Hägglund develops new existential and political principles while transforming our understanding of spiritual life. His critique of religion takes us to the heart of what it means to mourn our loved ones, be committed, and care about a sustainable world. His critique of capitalism demonstrates that we fail to sustain our democratic values because our lives depend on wage labor. In clear and pathbreaking terms, Hägglund explains why capitalism is inimical to our freedom, and why we should instead pursue a novel form of democratic socialism.
In developing his vision of an emancipated secular life, Hägglund engages with great philosophers from Aristotle to Hegel and Marx, literary writers from Dante to Proust and Knausgaard, political economists from Mill to Keynes and Hayek, and religious thinkers from Augustine to Kierkegaard and Martin Luther King, Jr. This Life gives us new access to our past – for the sake of a different future.
This public lecture is organised in conjunction with the 2019 annual conference of the Australasian Society for Continental Philosophy.

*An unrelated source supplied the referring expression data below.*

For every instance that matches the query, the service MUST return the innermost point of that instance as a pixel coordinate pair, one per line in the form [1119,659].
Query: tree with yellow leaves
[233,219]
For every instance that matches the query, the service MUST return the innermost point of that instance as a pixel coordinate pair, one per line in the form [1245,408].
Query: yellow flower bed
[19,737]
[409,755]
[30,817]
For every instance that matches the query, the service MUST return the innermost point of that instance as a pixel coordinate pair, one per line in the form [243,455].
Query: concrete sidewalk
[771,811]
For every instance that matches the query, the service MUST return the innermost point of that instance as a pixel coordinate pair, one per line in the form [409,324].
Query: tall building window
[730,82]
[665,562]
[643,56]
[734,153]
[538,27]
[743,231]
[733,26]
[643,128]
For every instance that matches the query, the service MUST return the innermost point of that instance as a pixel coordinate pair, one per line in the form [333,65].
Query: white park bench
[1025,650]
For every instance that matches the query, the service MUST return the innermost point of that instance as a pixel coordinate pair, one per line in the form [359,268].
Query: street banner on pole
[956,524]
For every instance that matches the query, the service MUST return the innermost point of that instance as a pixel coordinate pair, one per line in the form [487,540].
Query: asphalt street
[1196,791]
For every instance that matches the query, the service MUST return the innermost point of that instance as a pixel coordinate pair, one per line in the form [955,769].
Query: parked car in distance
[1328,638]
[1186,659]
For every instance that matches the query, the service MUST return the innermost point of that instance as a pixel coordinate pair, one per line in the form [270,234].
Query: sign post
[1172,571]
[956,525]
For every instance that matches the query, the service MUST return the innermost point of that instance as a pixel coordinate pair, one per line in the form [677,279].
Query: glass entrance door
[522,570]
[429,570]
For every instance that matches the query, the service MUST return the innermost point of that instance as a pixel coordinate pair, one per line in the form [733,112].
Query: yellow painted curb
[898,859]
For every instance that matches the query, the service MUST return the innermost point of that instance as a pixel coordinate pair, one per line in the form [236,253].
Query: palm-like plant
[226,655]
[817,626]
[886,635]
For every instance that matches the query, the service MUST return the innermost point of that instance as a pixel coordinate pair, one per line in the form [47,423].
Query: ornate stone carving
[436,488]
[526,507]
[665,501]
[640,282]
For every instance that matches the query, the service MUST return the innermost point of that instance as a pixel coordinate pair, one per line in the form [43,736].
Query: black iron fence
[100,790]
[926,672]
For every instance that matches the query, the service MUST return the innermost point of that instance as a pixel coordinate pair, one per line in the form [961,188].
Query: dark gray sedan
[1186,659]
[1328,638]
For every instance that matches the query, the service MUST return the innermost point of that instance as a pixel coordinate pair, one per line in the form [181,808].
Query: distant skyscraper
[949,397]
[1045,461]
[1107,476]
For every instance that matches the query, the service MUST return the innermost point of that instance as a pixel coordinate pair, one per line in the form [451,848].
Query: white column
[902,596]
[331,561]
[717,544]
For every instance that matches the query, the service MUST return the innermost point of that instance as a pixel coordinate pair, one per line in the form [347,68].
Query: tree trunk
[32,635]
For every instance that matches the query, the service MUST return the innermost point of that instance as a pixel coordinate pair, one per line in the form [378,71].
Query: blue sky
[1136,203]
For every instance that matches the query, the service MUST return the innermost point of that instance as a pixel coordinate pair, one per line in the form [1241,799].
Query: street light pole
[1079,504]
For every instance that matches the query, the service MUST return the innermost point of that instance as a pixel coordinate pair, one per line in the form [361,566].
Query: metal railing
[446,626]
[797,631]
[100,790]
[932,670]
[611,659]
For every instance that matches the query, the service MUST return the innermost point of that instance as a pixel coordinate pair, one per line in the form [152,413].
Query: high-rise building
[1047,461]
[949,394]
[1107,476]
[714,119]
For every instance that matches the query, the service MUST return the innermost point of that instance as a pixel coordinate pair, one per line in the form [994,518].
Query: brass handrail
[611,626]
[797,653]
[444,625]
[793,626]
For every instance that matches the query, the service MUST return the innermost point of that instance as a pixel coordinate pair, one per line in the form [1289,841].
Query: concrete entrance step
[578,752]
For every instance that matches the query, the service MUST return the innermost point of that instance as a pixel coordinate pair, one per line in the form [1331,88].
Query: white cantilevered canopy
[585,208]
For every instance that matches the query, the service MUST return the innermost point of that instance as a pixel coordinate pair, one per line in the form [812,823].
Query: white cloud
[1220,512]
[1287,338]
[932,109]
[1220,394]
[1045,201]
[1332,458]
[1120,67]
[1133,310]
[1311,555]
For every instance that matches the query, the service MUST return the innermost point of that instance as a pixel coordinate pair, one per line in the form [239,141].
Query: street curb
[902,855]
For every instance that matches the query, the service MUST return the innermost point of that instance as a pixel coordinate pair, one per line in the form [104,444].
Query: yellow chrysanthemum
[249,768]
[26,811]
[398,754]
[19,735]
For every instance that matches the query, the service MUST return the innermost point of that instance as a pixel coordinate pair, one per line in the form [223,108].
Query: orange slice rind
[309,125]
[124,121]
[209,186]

Professor Martin Hägglund, Yale University
Professor Martin Hägglund
Born and raised in Sweden, Martin Hägglund specializes in continental philosophy, critical theory, and modernist literature—ranging across French, German, English, and Scandinavian languages. Professor Hägglund is the author of four highly acclaimed books, which engage with philosophers of time (from Kant to Derrida), theorists of desire (from Augustine to Lacan), modern writers (Proust, Woolf, Nabokov), and the legacy of German idealism (from Hegel to Marx and beyond). His work is the subject of a special issue of CR: The New Centennial Review, Living On: Of Martin Hägglund, and a special issue of The Philosopher, the longestrunning public philosophy journal in the UK. His books have also been the subject of conferences and colloquia at Harvard, Yale, NYU, Cornell, and Oxford. He has received fellowships from the Woodrow Wilson Foundation, the Fulbright Commission, and the Bogliasco Foundation. He was elected to the Harvard Society of Fellows in 2009, awarded The Schück Prize by the Swedish Academy in 2014, and received a Guggenheim Fellowship in 2018.